Качая головой, указал Блуст наверх и сказал:
— Там Вавилон. Зверь вышел из клетки. Они играют и поют, наряжаются в пурпур и багрец и готовятся к танцам. Как допускаешь ты это в своем благочестии?
— Друг мой, каждый пусть творит свою волю. Двери дома жениха должны быть открыты гостям; и хотя бы он презирал сам вино, он должен выжимать виноград для других.
Приказчик глубоко вздохнул.
— Скоро явится Судья, — сказал он.
— Да, брат мой: так сказано в Писании.
— Я пойду домой и буду беседовать с Отцом.
— О, да, да, любезный брат! Мысленно я буду с тобой.
— Жажда спасения души не сильна в этом городе.
— Молись и надейся, брат мой. Дух растет медленно, пока окрепнет.
— Хорошо. Будем молиться и приносить покаяние, брат мой.
— Аминь, любезный брат.
Петер Блуст ушел, а Бокельсон вернулся к прежнему веселому настроению и к бурным желаниям.
Между тем Людгер с Анжелой и Ринальд все еще прогуливались вблизи.

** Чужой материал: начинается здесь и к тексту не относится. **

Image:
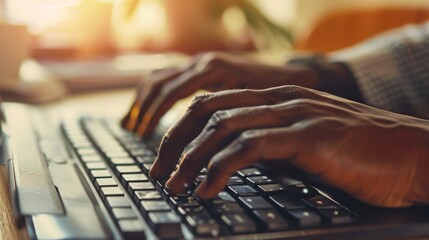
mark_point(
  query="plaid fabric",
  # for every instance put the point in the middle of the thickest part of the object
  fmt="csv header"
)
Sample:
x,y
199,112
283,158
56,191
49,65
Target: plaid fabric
x,y
392,70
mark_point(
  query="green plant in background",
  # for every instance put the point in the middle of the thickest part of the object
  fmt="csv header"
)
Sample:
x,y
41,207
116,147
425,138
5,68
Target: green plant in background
x,y
266,34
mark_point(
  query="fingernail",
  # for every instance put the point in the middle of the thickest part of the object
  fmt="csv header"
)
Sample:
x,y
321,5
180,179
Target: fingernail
x,y
199,191
154,170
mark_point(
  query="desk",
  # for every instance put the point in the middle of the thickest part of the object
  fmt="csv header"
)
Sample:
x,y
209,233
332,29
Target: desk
x,y
112,103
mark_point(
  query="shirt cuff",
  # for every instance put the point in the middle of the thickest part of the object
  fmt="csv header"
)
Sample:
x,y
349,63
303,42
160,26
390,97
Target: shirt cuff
x,y
377,74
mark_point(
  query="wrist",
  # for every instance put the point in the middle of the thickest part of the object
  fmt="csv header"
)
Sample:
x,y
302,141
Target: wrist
x,y
332,77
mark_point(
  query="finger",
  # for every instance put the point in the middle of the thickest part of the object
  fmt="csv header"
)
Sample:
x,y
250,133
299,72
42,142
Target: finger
x,y
224,126
186,85
250,147
194,120
204,106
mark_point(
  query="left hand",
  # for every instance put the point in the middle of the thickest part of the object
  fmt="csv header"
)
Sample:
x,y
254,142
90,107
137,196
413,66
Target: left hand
x,y
379,157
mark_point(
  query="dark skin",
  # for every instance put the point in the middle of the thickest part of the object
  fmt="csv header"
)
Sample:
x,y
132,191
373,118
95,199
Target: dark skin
x,y
377,156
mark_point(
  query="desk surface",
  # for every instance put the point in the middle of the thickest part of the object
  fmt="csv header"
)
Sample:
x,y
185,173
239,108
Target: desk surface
x,y
113,103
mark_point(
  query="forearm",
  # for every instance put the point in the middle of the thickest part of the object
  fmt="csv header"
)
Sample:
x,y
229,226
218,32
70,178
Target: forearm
x,y
331,77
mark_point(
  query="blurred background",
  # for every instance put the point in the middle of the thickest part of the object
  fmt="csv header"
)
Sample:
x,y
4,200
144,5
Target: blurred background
x,y
98,40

Мужчины вели оживленный разговор, а молодая девушка прислушивалась в особенности внимательно к словам Ринальда. Эти слова, казалось, давали ей ключ к входу в тот странный, пестрый мир золотых мечтаний, в котором юноша жил, слепо и с детским простодушием веря в близкое воплощение его на земле.
— Но что же ты делаешь здесь? Что нашел ты в этих голландцах? — спросил с пренебрежением Людгер, наступая на ногу прохожему и не думая извиниться.

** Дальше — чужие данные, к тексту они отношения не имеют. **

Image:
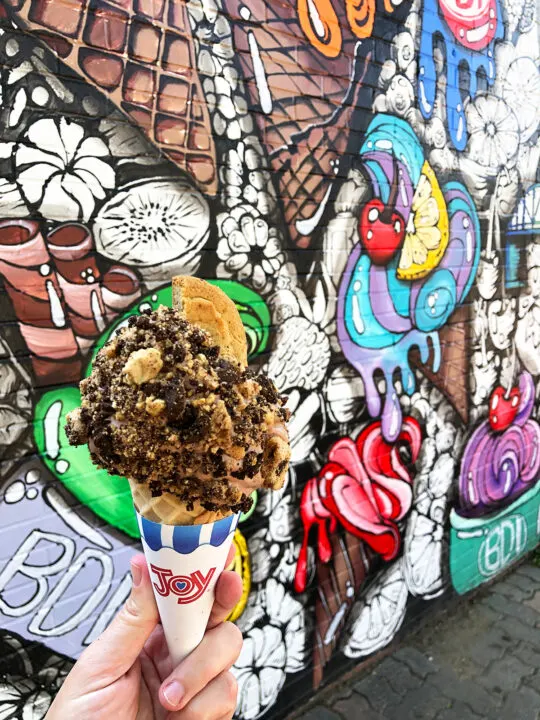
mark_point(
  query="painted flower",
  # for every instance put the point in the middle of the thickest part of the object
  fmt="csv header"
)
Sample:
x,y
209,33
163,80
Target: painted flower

— Я буду оплакивать мою несчастную, угнетенную родину в печальных песнях. На родине оставаться я больше не могу. Здесь я ступаю по чужой земле; и только время от времени доносится до меня звон цепей моих братьев. Я думал отправиться в Англию и, может быть, исполню еще это намерение некоторое время спустя. Но здесь живет народ, который составляет отпрыск немецкого народа, выродившийся отпрыск, если хотите, но это родство делает его все-таки дорогим для меня. К тому же здесь, в этих провинциях, зарождается движение, которое скоро, я не сомневаюсь в этом, вырастет и опрокинет все вокруг себя. Источник возрождения Германии в Англии и здесь. Мои соотечественники питают пристрастие ко всему иноземному, быть может, вместе со многим дурным они хоть раз возьмут и хорошее.
— Да, Ринальд, ты прав; эти слова мне по душе, — заметил Людгер. — Чужеземное, нидерландское искусство им дороже всякого отечественного.

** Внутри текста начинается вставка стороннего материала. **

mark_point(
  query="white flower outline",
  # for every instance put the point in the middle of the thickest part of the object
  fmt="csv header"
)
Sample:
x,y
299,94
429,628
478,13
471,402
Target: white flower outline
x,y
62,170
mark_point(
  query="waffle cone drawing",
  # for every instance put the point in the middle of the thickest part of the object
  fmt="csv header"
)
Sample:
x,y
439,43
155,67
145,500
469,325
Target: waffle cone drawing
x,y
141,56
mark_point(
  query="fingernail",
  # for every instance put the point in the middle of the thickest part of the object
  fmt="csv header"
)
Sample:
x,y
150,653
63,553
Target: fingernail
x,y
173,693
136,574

— И вот, — продолжал Ринальд, — я живу здесь, как барсук в норе, во время зимней спячки, и мечтаю о том, когда возгорится заря прекрасного будущего. Из Виттенберга раздалось впервые слово, послужившее лозунгом освобождения. Это слово зажгло искру в немецких сердцах, обладающих свойством воспламеняться на смелые подвиги только под влиянием чудесного. Но одного слова мало: это только альфа, первая буква азбуки, начало дела. В конце концов учение Лютера все-таки пахнет рясой: мир ждет, пока распустятся цветы нового учения, прежде чем…
— Да, да, пахнет рясой: знаешь, Ринальд, это прекрасно сказано. Я ничего не имею против доктора, ничего… Я человек без предрассудков и вздорных суеверий: для меня все равно — поляк, индеец или лютеранин. Господь там все это просеет и найдет «своих»… Но доктор все-таки монах и останется им.